Despite unique attacks on their sector, IT professionals in retail are overconfident in their ability to quickly collect data needed to identify and remediate cyber-attacks.

 

A new study from Tripwire evaluated the confidence of IT pros in regard to the efficacy of implementing seven key security controls: PCI DSS, SOX, NERC CIP, MAS TRM, NIST 800-53, CIS Top 20 and IRS 1075. These are needed to quickly detect a cyber-attack in progress.

 

Respondents included 763 IT pros from various industries, 100 of which came from the retail sector.

 

Seventy-one percent of retailers believed they could detect configuration changes to endpoint devices on their organisations' networks within hours. Only 51 percent knew exactly how long this process would take.

 

Thirty-six percent reported that less than 80 percent of patches succeed in a typical patch cycle.

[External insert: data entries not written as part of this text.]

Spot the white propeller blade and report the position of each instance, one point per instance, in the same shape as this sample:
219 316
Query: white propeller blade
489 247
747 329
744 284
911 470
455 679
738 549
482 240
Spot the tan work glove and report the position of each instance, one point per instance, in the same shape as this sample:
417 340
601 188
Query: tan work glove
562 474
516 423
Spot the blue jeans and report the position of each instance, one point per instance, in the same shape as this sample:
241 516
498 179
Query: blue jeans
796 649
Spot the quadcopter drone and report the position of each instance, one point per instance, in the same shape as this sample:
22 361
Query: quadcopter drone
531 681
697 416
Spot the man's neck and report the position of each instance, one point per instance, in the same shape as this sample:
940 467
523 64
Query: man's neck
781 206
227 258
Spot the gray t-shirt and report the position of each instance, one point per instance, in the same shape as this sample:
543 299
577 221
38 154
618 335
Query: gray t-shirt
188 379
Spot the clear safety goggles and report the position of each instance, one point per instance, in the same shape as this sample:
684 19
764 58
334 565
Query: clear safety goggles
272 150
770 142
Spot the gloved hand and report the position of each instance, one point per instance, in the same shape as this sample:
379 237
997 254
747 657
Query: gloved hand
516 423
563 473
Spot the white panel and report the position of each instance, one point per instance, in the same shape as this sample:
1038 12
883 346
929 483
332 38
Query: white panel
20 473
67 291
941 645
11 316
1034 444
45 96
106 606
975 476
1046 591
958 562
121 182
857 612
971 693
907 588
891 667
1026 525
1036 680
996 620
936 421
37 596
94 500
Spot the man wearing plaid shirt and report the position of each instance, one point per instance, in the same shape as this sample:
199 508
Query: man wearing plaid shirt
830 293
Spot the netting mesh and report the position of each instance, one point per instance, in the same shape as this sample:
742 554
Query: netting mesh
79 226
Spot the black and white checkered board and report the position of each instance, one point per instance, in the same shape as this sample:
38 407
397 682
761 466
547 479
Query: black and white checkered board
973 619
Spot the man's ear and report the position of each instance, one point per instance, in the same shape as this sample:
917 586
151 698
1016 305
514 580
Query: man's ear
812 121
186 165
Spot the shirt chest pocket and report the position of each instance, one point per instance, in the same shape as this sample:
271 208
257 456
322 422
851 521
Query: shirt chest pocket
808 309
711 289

Meanwhile, 38 percent said that all detected vulnerabilities are not fixed within 15 to 30 days.

 

Eighty-four percent said they could isolate and remove an unauthorised device on their networks within hours. Only 43 percent know exactly how long it would take for their vulnerability scanning systems to generate an alert if an unauthorised device were detected on their networks.

 

Over half (51 percent) believed their automated tools don't pick up all the necessary information, such as the locations and departments, needed to identify unauthorised configuration changes to endpoint devices.

 

Recommendations and guidance include:

 

  • Accurate hardware inventory

  • Accurate software inventory

  • Continuous configuration management and hardening

  • Comprehensive vulnerability management

  • Patch management

  • Log management

  • Identity and access management

     

“The increased scrutiny of retail cyber-security in the wake of major breaches has forced organisations to focus on securing their environments, yet these survey results show that there's still a lot of room for improvement. Retailers are well aware of the risks involved and need to remain focused on implementing strong controls to limit malicious access to their environments,” said Tim Erlin, senior director of IT security and risk strategy at Tripwire.